FOR those of us who have been trying without success to kick the meat-eating habit, or at the very least to eat less of the stuff, Simon Amstell’s new mockumentary on the BBC iPlayer might be an instructive way to spend an hour.
Amstell is the youthful comedian best-known to TV audiences for his stint as host of Never Mind the Buzzcocks, his most memorable moment being when one guest – Preston, singer with The Ordinary Boys – walked off, nettled by Amstell having fun at the expense of Preston’s then-wife, Chantelle Houghton.
Amstell has now written and directed Carnage, which is set in the Britain of 2067. Everyone is now vegan and, naturally, quite unable to believe that people once killed animals for food. “For these youngsters,” Amstell says over a shot of a group of young people in a bucolic setting, “the idea that human beings like them were once complicit in a bloodbath of unnecessary suffering is too absurd to imagine”.
Carnage tells the story of veganism and of the campaign for animal rights. Its moments of patent absurdity recall Chris Morris’s influential TV satire, Brass Eye. He uses old footage of vegan pioneers and celebrity chefs alike (the latter including a slightly terrifying Fanny Cradock, and Nigella Lawson, who is seen taking pleasure in the sound of a chicken’s breastbone being broken – the voiceover says: “What looks to us now like a documentary about a lunatic, was in fact a hit show about cooking”).
There are fleeting moments of birds and animals being slaughtered, too, though they are used sparingly. Overall, Amstell gets his points across about veganism, and animal rights, without ever sounding preachy or excessively right-on.
He may be pushing at an open door so far as meat consumption is concerned, though. A little over a year ago, the British Social Attitudes survey found that nearly half of the British public had cut back on meat or were already vegetarian. At least some of the impetus had come from warnings from the World Health Organisation that processed meats, such as bacon, sausages and ham do cause cancer.

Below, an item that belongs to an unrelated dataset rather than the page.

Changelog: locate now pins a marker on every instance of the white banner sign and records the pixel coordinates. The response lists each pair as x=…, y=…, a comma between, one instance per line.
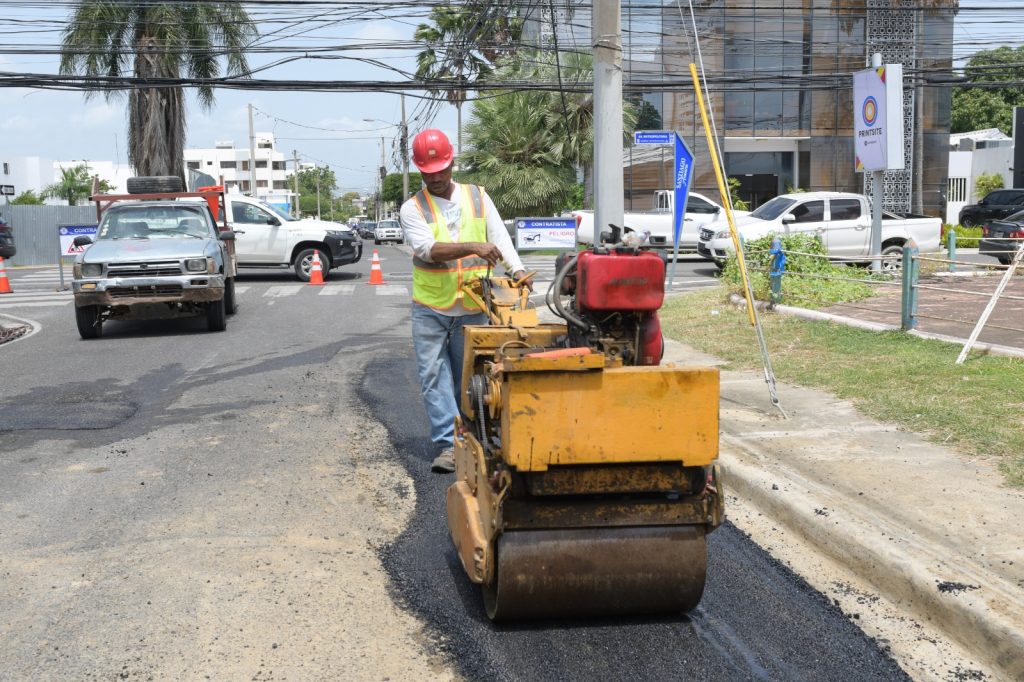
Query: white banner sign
x=878, y=116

Just as strikingly, the New York Times has just reported that Americans, conscious of how food affects health and wellbeing, reduced their beef consumption by almost one-fifth between 2005 and 2014. Quoting research by the environmental group, the National Resources Defence Council, the Times added that consumption of pork and chicken also declined.
Even if many of those eating less beef may not have had the environmental impact in mind – greenhouse gases are created when cattle are raised – the NRDC says the drop in pollution was equal to the emissions of 39 million cars.
World Meat-Free Day, which this year takes place on June 12, is hoping to convert more people to the cause. With the global population expected to exceed nine billion by 2050, it says, the increase in meat production is forecast to reach 200 million tonnes, “a demand that simply cannot be met”. Carnage, then, might be as a useful tool in the campaign to urge people to eat less meat, if not to actually become vegan. Watch it, and you might think twice before eating your next burger.